LinkedIn will become an Adwords-style market for prospecting
This final prediction comes from some rumors that I heard from people working out in Silicon Valley near the headquarters. It seems kind of crazy but makes complete sense.
Prediction 6: LinkedIn's paid messenger products will begin to function like an Adwords-style bidding marketplace for decision-makers. The higher profile the person, the higher the cost to get a message in front of them.
From what I have heard, LinkedIn will start to sell "guaranteed placements at the top of someone's inbox." Your bid can get the top spot on top of anyone's inbox messages, but your bid will be determined by the competition for getting in front of that person.
Trying to get in front of the CMO of a Fortune 500? Expect to pay a lot.
Trying to get in front of solo practitioners with little competition? Clicks won't be as high.
It's a crazy concept, but it's basically a Google Adwords market for people...
This one I am probably least certain about in my predictions, but I anticipate some form or fashion of this type of model to emerge in the coming years as they evolve their paid messenger products.
LinkedIn will become a more expensive channel to use, so the bottom of the market will drop out
My final prediction ties all of this together.
When LinkedIn rolls out better-paid messenger products, it will be expensive.
We know that their advertising platform is already extremely expensive with an average click costing $7-10.
So I anticipate that any paid products they roll out will also be quite expensive.
My friend, AJ Wilcox at B2Linked, tells most people not to look into LinkedIn Ads unless they are willing to spend at least $3k-5k per month minimum.
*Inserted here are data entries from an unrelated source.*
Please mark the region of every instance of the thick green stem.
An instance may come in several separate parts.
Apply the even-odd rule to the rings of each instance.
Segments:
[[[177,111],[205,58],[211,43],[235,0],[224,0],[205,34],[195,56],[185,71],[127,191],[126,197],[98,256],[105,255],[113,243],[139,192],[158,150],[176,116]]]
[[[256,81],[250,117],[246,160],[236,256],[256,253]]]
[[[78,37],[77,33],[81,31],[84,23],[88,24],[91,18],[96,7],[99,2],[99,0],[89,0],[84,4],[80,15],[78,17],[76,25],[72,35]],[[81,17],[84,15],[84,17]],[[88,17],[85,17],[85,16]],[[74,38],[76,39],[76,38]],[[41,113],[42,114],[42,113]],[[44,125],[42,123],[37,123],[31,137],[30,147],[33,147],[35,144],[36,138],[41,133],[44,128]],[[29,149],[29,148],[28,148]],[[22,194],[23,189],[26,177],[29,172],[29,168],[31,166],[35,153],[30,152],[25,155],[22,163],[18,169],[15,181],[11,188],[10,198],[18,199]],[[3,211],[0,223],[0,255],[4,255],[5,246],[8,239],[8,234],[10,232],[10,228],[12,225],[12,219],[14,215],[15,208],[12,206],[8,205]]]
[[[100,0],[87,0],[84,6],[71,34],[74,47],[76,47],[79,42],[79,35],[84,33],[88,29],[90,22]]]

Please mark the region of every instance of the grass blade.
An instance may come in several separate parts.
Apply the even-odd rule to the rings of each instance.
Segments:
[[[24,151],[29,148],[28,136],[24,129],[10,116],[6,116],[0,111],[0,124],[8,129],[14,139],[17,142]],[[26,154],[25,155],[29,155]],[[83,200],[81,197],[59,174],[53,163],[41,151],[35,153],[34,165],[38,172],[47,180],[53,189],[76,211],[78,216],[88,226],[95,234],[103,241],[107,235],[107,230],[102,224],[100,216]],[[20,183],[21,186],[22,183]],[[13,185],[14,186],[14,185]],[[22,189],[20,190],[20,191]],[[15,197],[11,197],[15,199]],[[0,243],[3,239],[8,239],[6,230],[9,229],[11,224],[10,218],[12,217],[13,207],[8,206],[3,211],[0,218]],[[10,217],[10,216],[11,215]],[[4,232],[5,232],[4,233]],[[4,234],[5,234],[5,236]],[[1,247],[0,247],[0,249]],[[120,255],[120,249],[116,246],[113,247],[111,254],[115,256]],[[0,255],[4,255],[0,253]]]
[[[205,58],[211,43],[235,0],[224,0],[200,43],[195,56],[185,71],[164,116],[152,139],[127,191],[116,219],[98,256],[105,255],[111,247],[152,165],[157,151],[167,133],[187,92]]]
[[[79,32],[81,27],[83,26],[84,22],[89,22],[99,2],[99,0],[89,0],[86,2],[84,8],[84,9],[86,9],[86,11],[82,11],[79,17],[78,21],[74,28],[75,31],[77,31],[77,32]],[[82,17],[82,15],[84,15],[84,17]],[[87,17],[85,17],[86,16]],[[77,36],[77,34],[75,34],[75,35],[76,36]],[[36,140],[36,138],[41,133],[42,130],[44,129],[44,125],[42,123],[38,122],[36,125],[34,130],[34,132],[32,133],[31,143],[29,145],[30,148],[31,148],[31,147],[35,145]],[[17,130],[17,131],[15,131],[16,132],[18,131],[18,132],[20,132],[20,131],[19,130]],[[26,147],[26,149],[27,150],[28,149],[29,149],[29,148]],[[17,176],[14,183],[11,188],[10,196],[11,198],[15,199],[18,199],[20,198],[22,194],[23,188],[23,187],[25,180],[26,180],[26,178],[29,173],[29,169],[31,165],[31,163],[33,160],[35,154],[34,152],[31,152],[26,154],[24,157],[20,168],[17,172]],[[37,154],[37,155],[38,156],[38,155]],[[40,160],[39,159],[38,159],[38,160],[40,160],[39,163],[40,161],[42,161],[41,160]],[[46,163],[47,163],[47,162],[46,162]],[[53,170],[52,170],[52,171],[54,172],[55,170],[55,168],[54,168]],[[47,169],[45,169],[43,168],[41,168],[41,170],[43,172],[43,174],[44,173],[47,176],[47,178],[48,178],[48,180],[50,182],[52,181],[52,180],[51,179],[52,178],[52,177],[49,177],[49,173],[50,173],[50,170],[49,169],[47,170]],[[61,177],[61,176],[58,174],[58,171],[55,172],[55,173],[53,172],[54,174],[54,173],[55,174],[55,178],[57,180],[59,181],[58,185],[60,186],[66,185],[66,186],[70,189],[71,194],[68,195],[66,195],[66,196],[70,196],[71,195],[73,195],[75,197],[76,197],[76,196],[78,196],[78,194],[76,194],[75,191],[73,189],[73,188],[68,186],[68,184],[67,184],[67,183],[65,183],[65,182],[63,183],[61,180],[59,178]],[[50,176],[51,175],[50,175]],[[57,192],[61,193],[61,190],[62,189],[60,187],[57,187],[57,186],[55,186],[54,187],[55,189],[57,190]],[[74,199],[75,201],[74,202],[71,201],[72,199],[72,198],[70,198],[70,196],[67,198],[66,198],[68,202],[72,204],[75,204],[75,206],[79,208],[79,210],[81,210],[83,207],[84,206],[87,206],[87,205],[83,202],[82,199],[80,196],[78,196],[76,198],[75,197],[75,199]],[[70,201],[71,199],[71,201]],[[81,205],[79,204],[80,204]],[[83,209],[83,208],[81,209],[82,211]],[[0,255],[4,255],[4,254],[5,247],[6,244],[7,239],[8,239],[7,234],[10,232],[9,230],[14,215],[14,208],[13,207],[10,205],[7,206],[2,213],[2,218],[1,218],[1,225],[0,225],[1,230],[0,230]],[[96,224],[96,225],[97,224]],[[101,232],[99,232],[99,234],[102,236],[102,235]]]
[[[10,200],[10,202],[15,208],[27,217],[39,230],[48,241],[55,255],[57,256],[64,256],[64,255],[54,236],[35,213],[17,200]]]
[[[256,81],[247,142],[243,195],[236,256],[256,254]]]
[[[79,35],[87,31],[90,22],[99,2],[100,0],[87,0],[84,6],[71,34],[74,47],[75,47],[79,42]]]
Otherwise, the chances of success and the ability to get any decent traffic through are just too low.
So, if LinkedIn throttles back organic outreach, and begins to charge high amounts for paid messengers... then what will happen?
Prediction 7: LinkedIn will become a more expensive channel to use, so the bottom of the market will drop out.
The bottom of the market will drop out. All of the LinkedIn providers charging $250 per month to run outreach campaigns will be wiped out. Their clients can't afford advertising budgets and management fees.
This means people will be left to do a small amount of organic outreach on LinkedIn, by hand, themselves. I anticipate that the daily throttle will eventually settle around 10-25 organic connections per day.
This will knock out a lot of the "noise" on LinkedIn, as many people who are hiring these cheap LinkedIn providers or using automation bots will no longer be relevant.
Effectiveness will improve for high-quality providers at the top of the market
Costs will rise and the bottom of the market will drop out.
This may seem scary at first, but it is actually a good thing.
Prediction 8: Effectiveness of LinkedIn, as a sales channel, will improve as costs rise.
For those who remain, and who can afford to pay LinkedIn's expensive costs, will find themselves in a LinkedIn world different than what we experience today.
There will be far less noise- Far less crappy spammers who write you a novel of a sales letter.
Instead, LinkedIn will become a place where you can go and trust, and you will receive a handful of pitches per week, but not countless, non-relevant pitches from spammy robots.
As the cost increases, so will the efficacy.
So LinkedIn, as a sales channel, will not die. It will, instead, evolve.
These are just predictions
There you have it. Those are the predictions of a LinkedIn expert who spends far too much time working in and talking to people about this platform.
As I mentioned, we have run over 250+ Linkedin outreach campaigns at Lead Cookie. While running these campaigns, we have seen the platform evolve, and I have had countless conversations with key individuals in the LinkedIn ecosystem.
These are not facts. And I may be wrong about some of these, but this is what I believe is coming to the best of my knowledge.
I don't anticipate many of these changes to come fast, but over the next few years, I do see these rolling out over time.